Fully support C / C++ features for string/bytes literals

mrolle45 · February 24, 2025, 4:47am

It seems to be a deliberate design for Python 3 to support anything in string literals that is valid in C, and with the same meanings of course. Particularly with escape sequences. For instance, in both languages, '\n' is the same as chr(0x0A). Thus C programmers will have no trouble understanding Python literals.
Python has already moved to include some C++ features that are not in C (yet). Notably the \N{name} escape. This is new to C++ 23.

I am simply saying that Python should incorporate the other new features of C++ 23. These would be part of the unicode-escape encoding, which is used by both the Python parser and the codecs.decode() function.

See this example of new features that work and don’t work on Python currently:

>>> '\N{NBSP}'
'\xa0'
>>> '\u{0000}'
  File "<python-input-3>", line 1
    '\u{0000}'
    ^^^^^^^^^^
SyntaxError: (unicode error) 'unicodeescape' codec can't decode bytes in position 0-1: truncated \uXXXX escape

The NBSP is actually an alias for NO-BREAK SPACE, and is normative in the Unicode standard.

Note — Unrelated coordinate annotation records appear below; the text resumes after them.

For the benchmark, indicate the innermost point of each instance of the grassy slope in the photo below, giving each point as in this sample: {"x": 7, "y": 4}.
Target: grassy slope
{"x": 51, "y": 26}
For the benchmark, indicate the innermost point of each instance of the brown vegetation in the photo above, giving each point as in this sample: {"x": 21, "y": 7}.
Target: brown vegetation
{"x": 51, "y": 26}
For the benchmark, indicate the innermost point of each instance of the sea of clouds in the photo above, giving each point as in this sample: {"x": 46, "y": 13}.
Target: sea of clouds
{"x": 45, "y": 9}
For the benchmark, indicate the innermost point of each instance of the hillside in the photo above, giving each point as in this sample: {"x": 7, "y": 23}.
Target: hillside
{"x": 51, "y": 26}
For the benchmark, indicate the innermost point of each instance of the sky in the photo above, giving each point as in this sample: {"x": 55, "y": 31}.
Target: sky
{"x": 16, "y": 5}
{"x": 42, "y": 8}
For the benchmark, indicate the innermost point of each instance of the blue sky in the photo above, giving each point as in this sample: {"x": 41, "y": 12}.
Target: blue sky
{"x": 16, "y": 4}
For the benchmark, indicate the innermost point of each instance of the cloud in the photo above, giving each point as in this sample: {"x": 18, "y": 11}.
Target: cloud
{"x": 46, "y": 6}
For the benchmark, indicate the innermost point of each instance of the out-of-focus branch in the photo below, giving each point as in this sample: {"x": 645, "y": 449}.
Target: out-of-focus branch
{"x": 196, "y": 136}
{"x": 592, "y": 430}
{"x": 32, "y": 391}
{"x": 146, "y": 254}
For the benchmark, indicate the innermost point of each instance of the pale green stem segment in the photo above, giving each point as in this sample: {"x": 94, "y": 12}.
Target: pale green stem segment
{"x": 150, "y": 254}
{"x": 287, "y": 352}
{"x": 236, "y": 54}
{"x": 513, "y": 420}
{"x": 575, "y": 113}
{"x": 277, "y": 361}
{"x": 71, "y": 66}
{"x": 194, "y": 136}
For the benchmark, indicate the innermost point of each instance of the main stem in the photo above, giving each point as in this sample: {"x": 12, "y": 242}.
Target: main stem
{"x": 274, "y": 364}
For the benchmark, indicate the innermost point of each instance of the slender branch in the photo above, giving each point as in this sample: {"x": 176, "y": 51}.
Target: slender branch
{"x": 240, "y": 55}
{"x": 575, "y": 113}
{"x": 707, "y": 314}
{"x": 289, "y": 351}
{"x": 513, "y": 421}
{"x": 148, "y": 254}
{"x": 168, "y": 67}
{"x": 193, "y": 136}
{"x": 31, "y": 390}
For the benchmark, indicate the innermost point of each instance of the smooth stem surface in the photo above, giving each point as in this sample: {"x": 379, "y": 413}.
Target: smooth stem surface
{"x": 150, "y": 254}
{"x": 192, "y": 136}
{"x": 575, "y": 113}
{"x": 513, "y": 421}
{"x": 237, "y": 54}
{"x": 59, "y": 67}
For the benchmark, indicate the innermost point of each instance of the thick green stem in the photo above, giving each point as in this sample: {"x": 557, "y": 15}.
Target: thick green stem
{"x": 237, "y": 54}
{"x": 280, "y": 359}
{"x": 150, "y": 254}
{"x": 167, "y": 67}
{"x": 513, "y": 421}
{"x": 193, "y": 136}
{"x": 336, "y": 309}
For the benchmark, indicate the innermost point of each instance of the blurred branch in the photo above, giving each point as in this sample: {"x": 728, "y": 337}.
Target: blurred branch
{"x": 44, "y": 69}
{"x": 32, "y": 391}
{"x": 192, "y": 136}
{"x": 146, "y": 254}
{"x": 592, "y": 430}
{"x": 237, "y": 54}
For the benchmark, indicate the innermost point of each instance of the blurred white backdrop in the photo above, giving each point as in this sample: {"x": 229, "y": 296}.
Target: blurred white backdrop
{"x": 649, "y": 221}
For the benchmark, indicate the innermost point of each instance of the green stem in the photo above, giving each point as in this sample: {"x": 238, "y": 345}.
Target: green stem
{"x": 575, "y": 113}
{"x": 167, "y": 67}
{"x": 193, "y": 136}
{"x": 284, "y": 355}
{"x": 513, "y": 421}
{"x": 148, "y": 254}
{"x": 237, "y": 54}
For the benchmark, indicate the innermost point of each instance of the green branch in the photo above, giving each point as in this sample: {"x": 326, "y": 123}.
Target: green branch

The escape sequences in C++ 23 which are not in C are:

\N{name or alias}
\u{hex digit(s)}
\x{hex digit(s)}
\o{octal digit(s)}

I argue that these delimited escape sequences are somewhat easier to read and make it clear just what the escape is composed of. For instance, compare
"ab\xcdef" = "ab\x{cd}ef", 5 characters
"\12a" = "\o(12}a", 2 characters
"\1234" = "\o{123}4", 2 characters

Furthermore, these escapes can represent values larger than 255. For example, a character for the Greek letter δ can be written as "\x{3B4}", rather than "\u03B4", to convey the meaning that the value is simply a number rather than a unicode codepoint.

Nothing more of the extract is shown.